Au regard dam de Me Menye Ondo, qui se bat pour que Ma’an devienne le grand centre de ses rêves. Et c’est vrai que la commune rurale de Ma’an n’est pas n’importe quoi. Ses caisses sont bien fournies. Par les ressources de la redevance forestière annuelle, d’un peu plus d’un demi-milliard de francs. A tel oint que l’on se demande, à Ma’an, où va l’argent tiré des trois unités forestières d’aménagement exploitées par la société Wijma. Une question à laquelle ne veut pas répondre Me Menye Ondo. Qui préfère pour l’instant se consacrer, via le Fondation Samuel du Menye, du nom de son père, à l’animation de la jeunesse pendant les vacances scolaires. D’ailleurs le notaire, qui vient régulièrement se ressourcer au village, possède l’unique établissement hôtelier de la ville.
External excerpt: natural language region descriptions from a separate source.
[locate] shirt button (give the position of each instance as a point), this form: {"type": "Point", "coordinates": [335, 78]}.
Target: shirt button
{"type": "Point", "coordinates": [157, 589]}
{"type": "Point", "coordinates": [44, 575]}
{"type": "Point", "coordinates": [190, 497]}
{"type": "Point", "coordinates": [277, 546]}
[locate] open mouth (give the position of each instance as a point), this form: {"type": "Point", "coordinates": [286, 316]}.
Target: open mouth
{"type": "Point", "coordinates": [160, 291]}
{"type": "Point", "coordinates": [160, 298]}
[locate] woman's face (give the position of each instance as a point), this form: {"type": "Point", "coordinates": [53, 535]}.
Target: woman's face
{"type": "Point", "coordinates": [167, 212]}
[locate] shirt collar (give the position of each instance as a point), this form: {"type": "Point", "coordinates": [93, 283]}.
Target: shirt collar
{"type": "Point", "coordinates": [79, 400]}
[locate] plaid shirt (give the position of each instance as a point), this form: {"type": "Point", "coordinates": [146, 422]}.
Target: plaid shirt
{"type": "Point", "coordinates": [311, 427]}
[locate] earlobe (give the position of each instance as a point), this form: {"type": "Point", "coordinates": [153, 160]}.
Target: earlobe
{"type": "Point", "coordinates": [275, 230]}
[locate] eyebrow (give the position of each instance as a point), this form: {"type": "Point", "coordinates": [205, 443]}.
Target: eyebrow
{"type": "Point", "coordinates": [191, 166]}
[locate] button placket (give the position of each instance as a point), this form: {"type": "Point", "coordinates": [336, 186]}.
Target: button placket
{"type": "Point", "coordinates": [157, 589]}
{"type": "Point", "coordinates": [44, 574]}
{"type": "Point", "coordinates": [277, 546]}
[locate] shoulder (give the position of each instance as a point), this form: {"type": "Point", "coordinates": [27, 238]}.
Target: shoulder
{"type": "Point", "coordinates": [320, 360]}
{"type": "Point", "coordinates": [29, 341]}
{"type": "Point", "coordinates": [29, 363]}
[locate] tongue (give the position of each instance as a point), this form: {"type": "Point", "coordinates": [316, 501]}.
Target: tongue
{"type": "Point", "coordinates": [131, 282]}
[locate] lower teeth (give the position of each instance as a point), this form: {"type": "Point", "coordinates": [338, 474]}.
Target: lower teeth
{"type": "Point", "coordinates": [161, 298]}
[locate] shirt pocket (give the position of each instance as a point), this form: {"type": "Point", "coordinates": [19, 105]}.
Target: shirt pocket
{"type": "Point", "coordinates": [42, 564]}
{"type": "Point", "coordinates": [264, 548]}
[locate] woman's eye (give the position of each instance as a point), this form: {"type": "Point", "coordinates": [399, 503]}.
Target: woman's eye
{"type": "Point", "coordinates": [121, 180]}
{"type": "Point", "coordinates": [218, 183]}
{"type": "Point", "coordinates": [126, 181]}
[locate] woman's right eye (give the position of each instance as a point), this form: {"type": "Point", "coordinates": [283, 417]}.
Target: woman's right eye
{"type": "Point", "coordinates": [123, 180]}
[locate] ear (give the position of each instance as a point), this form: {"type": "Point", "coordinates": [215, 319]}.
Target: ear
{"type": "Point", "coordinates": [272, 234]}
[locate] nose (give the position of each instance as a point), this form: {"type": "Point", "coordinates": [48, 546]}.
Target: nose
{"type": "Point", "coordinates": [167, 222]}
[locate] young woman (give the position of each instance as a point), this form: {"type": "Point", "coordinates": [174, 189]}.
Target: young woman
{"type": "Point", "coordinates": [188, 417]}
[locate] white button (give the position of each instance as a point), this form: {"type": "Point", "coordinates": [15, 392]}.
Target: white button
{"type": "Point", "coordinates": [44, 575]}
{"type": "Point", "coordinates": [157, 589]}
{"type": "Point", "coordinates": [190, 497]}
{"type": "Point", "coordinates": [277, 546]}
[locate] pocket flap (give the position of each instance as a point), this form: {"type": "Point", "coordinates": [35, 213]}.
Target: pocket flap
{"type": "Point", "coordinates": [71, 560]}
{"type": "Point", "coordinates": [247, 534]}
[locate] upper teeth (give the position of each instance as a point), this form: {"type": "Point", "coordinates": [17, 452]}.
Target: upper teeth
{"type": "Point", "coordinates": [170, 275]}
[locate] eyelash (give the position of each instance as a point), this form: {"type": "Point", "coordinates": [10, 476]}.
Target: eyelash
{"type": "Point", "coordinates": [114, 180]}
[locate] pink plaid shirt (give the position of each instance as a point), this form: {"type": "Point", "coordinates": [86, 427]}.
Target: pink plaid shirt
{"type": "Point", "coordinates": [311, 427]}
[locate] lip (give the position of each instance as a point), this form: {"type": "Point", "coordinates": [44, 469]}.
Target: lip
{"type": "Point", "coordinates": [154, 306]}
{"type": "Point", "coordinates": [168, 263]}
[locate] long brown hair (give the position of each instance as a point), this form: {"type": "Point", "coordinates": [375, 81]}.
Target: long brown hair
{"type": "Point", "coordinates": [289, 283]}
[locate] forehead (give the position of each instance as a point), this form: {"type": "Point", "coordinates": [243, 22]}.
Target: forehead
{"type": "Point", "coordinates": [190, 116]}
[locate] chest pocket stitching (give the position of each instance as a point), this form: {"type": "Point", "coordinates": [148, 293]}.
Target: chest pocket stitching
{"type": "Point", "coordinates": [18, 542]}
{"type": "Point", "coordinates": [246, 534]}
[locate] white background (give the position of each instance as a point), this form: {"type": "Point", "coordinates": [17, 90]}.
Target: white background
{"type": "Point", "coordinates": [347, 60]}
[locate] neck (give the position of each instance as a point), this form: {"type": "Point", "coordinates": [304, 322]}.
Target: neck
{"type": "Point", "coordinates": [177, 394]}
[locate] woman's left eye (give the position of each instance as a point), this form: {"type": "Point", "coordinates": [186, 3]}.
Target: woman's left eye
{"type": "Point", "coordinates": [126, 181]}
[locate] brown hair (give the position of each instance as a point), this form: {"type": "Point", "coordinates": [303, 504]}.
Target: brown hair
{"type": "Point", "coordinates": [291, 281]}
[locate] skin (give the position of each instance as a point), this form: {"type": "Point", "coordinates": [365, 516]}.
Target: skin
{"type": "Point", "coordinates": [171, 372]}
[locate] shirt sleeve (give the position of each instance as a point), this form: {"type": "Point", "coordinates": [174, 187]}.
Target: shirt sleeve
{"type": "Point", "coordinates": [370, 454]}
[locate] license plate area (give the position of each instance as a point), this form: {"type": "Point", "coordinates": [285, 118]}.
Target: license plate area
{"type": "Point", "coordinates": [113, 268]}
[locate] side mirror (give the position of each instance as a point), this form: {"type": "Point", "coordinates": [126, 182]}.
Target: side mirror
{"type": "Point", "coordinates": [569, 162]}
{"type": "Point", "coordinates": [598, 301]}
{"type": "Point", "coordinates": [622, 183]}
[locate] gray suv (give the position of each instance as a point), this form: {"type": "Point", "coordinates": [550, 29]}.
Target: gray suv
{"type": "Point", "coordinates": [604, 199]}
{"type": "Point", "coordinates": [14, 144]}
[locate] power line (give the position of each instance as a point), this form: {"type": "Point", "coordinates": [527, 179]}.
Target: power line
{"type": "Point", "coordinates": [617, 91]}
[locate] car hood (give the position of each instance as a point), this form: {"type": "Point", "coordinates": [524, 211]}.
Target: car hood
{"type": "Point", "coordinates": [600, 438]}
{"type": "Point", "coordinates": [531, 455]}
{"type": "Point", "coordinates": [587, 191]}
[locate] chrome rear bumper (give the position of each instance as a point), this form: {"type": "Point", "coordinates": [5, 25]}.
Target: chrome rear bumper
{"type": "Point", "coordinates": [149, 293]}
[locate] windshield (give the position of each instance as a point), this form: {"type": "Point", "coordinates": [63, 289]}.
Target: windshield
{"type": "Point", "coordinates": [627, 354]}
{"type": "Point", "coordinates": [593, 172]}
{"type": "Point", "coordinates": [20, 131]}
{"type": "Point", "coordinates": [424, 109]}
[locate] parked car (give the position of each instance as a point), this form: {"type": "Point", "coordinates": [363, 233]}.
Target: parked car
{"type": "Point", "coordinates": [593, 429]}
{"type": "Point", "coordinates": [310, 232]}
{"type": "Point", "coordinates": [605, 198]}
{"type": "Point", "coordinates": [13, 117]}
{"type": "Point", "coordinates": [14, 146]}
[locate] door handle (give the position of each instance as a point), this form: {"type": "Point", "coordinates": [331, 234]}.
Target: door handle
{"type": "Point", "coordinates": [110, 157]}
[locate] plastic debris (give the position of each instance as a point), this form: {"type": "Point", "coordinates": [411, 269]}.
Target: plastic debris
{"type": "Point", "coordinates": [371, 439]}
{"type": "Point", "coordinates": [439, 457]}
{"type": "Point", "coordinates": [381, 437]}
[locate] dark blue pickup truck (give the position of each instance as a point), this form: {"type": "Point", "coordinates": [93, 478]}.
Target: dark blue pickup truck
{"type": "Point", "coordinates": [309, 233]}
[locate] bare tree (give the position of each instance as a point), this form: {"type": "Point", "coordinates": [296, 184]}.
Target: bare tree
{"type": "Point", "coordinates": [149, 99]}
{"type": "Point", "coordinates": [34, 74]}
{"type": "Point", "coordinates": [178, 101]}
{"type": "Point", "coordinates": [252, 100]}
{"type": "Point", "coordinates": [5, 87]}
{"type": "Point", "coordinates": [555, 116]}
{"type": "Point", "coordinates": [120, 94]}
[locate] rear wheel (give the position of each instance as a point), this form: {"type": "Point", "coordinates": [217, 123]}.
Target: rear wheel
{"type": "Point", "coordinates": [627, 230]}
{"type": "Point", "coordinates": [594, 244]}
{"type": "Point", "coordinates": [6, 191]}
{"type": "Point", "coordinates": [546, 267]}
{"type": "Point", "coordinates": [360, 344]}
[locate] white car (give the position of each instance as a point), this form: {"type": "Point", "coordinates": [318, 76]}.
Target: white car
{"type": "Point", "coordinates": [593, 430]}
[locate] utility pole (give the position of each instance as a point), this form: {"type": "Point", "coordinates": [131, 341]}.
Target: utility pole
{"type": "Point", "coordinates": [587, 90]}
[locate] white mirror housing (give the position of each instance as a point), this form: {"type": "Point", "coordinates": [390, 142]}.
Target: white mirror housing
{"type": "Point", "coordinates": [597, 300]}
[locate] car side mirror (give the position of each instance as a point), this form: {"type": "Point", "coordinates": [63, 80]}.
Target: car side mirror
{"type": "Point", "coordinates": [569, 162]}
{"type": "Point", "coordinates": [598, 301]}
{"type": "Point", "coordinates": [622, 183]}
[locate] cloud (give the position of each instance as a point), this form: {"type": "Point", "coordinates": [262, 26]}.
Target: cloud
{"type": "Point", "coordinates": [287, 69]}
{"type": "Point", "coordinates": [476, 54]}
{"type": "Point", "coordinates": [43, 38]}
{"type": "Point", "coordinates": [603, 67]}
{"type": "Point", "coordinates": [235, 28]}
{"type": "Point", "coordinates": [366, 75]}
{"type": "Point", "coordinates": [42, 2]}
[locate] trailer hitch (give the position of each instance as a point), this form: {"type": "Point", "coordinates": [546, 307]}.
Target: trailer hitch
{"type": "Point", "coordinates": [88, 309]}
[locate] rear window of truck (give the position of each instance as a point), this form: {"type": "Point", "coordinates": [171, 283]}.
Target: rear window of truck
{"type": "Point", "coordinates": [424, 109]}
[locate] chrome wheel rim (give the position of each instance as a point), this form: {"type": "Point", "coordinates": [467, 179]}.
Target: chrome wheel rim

N’empêche que le maire, Ndongo Ela, réélu dans une atmosphère teintée de contestation, se targue de quelques réalisations : auberge municipale louée à Wijma, une salle de fêtes qui existe difficilement. Ma’an méritait bien de porter le nom de carrefour du sous-développement.
La gestion des retombées forestières, on n’en sort pas. Selon le patriarche Pierre Oko Menye, qui préside le comité de gestion de l’Ufa (Unité forestière d’aménagement) 09021, « les populations rurales ne sont pas mûres pour apprécier leurs besoins. Il faut les aider à mettre des projets sur pieds ». il précise que Ma’an, deuxième commune forestière du Cameroun, a besoin, à travers la création d’un comité de développement, de resserrer les rangs de son élite, divisée justement sur l’utilisation des immenses retombées forestières.
Déjà, Me Menye montre l’exemple en érigeant, à Ma’an, des structures devant accueillir des visiteurs, dans un coin qui ne manque pourtant pas d’atouts touristiques. Ce d’autant plus que la ville est appelée, à moyen terme, à jouer pleinement son rôle de carrefour, de ville frontalière et de centre névralgique avec l’avènement annoncé du barrage de Memve’ele, situé à proximité. Mais là encore, le péril est à redouter : dans le cahier de charges de l’étude de réalisation de l’ouvrage hydroélectrique, la routez Meyo centre Mva’an-Nyabisan est présentée comme un axe secondaire, à élargir et à renforcer simplement. Une perspective qui n’enchante guère Me Menye Ondo qui rêvait plutôt d’une route bitumée. Et le notaire de rappeler que le 3ème plan quinquennal du Cameroun, élaboré en 1972, prévoyait déjà 80 millions de francs dans l’étude de faisabilité du barrage de Memve’ele.
Francky Bertrand Béné
Ma’an en raccourci
Situation géographique : ville du département de la vallée du Ntem de la province du Sud au Cameroun. Ma’an est le chef lieu de l’arrondissement du même nom.
Date de création ; 1969
Premier chef de district : Moïse Nfonpa, installé le 25 juillet 1970
Population : environ 15000 habitants, parmi lesquels les autochtones Ntoumou et Mvae, qui sont tous des Fang.
Activités économiques : agriculture et petit élevage
Principales ressources de la commune : retombées forestières
Maire : Ndongo Ela
Elites : Essono Edou, Samuel Menye Me Mve, Maurice Alo’o Ndong, Pierre François Ondo Menye, Victor Ntomo Ntong, André Fils Menye Ella, Esaïe Abessolo, Benjamin Ndongo Njemba, Patrice Ngiesa Essono, Juliette Alene, Théophile Ela Menye, Jean Robert Mengue Meka, Emmanuel Mvé, Ndong Ntoung, Victor Emmanuel Menye (« Vito »), Jean Pierre N’djemba, François Moneze, etc.
Sites touristiques : confluents de la Mvila et du Ntem ; les chutes de Memve’ele.